If you have to travel between states that are being locked down, be sure to ask your agency for a letter of passage in case you are stopped by the police or National Guard. Additionally, obtain a letter from your facility if you are going to work in a city that has a ‘shelter in-place’ order.
What Happens Next for Nurses and COVID-19?
We stand together and rise to this challenge. We need to take care of each other and help reduce the huge amount of stress surrounding this situation.

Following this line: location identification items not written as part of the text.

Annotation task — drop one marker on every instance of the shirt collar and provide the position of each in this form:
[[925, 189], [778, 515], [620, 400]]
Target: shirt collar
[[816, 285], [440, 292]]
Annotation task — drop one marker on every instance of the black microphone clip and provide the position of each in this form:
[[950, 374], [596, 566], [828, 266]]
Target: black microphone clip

I don’t think anyone has this answer. Not the CDC, not our government, not hospital administration, and certainly not bedside staff. I appreciate my managers and administration for trying to be as transparent as possible, and I understand that they are dealing with this problem at a different level than bedside nurses. I can honestly say though, that I feel they are advocating for nurses to the best of their abilities, and are doing their best with the information they receive that is constantly changing. Travel nurses need to continue to speak up and ask questions, and seek the support of their administration and infectious disease staff for clarification on PPE and coronavirus issues.
We know our numbers have exponentially increased in the US over the last 10 days. Stay-in place orders are being issued in multiple states. Encourage your family and friends to stay inside and stop the spread.
Nurses have the ability to make major impacts on the containment and treatment of this disease. Stay safe, advocate for PPE, and continue to give the best care possible!